Cet écart de perception en matière de pertinence des outils de communication montre bien l’importance de recruter de jeunes conseillers, pense M. Bergeron. Par ailleurs, l’enquête de EY rapporte que les plus jeunes conseillers ne semblent pas aussi satisfaits que leurs collègues plus âgés des moyens technologiques mis à leur disposition par les assureurs.

Nathalie Tremblay croit que le conseiller doit jouer son rôle de « coach » et de mentor. Il peut suggérer des sources d’information que le client pourra consulter avant de le rencontrer. L’approche paternaliste est à proscrire. Si le client veut une police temporaire, il faut lui proposer des sites où on explique les avantages et les inconvénients de ce produit. « Ça prend de l’information concise qui a un rapport direct avec l’objet de l’entretien.

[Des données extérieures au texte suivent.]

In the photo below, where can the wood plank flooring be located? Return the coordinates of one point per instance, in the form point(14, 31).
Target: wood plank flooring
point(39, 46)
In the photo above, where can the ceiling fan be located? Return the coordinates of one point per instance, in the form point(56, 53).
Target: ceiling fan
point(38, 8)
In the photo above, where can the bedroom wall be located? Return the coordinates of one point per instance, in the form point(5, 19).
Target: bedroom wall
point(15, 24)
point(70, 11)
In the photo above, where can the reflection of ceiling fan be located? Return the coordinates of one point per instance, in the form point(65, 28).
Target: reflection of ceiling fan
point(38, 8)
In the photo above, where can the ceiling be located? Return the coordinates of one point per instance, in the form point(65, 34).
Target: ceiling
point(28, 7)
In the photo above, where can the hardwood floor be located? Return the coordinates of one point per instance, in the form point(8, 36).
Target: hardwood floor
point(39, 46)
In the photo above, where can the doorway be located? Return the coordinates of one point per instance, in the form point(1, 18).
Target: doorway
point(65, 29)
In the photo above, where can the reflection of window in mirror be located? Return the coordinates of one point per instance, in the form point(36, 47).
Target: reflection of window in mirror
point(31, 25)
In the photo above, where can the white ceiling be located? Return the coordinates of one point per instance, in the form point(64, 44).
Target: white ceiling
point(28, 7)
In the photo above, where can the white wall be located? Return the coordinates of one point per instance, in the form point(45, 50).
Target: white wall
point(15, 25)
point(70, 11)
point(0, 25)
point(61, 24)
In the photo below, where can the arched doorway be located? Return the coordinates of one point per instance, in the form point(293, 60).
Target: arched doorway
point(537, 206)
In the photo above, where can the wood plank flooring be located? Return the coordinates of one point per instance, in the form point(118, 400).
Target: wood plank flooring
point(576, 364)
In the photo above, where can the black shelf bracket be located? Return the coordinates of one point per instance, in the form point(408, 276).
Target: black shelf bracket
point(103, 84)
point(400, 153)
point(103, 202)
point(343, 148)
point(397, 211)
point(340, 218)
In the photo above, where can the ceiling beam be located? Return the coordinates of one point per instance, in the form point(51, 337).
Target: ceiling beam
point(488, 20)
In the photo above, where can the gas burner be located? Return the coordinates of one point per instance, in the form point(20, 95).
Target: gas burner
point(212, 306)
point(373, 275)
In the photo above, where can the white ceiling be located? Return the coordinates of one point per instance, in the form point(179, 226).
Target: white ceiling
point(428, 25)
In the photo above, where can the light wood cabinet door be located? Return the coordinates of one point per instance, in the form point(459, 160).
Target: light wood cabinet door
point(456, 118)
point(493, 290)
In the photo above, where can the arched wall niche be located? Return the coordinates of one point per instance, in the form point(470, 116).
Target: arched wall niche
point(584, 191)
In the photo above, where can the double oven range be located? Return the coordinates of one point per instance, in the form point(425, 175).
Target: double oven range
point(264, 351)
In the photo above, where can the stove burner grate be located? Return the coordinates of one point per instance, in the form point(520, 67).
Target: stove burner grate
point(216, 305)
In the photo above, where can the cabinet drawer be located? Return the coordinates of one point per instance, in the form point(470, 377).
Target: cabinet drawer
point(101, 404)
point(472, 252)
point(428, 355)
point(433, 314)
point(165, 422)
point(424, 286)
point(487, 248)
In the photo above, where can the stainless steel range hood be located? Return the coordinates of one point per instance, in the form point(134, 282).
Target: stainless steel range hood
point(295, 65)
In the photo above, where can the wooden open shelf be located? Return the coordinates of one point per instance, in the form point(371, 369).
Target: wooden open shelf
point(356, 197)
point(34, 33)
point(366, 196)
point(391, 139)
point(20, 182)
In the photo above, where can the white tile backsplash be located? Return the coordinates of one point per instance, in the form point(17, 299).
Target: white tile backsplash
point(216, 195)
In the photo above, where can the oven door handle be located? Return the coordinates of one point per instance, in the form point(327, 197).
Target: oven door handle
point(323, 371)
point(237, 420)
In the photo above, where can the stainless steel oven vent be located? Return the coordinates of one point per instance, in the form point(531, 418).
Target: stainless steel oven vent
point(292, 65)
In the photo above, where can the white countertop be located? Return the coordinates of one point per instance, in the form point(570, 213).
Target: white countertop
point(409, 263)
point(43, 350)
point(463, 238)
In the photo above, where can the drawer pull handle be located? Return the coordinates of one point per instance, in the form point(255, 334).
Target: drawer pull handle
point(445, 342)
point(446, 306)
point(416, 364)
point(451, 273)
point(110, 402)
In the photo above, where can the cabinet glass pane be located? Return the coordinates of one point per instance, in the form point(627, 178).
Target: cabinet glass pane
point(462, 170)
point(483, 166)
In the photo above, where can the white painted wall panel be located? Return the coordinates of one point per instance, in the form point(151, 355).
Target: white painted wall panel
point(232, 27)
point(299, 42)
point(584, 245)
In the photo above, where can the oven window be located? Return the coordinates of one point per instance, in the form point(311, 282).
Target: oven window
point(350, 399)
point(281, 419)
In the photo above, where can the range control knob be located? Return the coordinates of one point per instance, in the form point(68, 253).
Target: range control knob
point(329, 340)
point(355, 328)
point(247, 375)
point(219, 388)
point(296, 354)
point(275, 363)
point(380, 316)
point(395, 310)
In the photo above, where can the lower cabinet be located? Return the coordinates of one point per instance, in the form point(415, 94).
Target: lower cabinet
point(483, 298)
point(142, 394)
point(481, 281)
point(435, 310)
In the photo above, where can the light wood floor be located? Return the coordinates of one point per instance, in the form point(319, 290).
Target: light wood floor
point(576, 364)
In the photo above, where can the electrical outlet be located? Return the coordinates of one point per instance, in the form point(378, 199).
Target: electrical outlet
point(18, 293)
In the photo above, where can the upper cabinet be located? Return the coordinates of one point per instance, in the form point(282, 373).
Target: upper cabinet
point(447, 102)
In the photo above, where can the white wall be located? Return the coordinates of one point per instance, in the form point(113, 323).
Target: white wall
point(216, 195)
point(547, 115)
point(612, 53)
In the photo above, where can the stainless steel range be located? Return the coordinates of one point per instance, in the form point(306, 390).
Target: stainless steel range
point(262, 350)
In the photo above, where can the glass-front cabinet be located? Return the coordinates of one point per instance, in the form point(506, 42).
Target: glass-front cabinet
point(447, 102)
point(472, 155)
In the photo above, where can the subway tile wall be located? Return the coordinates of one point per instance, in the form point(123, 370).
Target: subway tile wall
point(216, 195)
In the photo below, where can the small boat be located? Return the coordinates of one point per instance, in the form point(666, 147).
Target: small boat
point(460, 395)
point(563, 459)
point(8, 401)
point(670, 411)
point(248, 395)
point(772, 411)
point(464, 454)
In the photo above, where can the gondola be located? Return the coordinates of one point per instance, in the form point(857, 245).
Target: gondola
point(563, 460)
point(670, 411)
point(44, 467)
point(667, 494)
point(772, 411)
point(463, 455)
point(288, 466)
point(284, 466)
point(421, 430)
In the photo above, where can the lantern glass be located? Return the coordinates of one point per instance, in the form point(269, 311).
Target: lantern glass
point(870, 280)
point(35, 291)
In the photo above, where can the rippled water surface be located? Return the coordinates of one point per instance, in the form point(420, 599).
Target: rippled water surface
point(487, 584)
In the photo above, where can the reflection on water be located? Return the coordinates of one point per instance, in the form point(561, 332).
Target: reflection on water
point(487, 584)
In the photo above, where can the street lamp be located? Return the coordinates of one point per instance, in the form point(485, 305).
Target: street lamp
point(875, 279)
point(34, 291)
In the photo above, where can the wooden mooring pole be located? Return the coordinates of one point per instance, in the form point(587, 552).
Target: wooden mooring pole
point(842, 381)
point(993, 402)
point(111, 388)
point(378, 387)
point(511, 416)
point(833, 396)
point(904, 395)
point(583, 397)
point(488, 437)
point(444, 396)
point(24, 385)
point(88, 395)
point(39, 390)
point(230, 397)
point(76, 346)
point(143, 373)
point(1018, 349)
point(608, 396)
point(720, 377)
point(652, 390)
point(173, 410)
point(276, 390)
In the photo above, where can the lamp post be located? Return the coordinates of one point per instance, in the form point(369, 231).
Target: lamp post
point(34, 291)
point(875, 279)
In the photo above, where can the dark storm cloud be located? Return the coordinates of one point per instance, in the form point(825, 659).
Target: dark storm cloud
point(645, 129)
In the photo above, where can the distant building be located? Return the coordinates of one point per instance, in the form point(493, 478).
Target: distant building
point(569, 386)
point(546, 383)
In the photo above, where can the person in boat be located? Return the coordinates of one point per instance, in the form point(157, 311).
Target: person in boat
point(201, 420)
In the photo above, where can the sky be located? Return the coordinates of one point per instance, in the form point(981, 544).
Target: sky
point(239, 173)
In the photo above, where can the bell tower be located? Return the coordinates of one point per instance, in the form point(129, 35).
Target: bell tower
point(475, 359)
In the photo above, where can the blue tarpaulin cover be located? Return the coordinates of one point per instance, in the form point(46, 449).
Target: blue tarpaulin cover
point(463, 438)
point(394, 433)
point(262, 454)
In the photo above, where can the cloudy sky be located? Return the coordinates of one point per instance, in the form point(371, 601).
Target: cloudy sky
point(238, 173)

Le client sera plus en confiance, et le conseiller aussi, car il aura dirigé la recherche au lieu de laisser le client se promener dans divers sites », suggère-t-elle.

L’utilisation des nouvelles technologies, comme la capsule vidéo ou la séance de clavardage, ne doit pas être négligée, note Michel Bergeron. Les clients sont habitués à ces formats déjà employés dans les autres industries. « Il faut donc au moins y réfléchir et revoir nos processus pour la partie communication avec les clients », dit-il.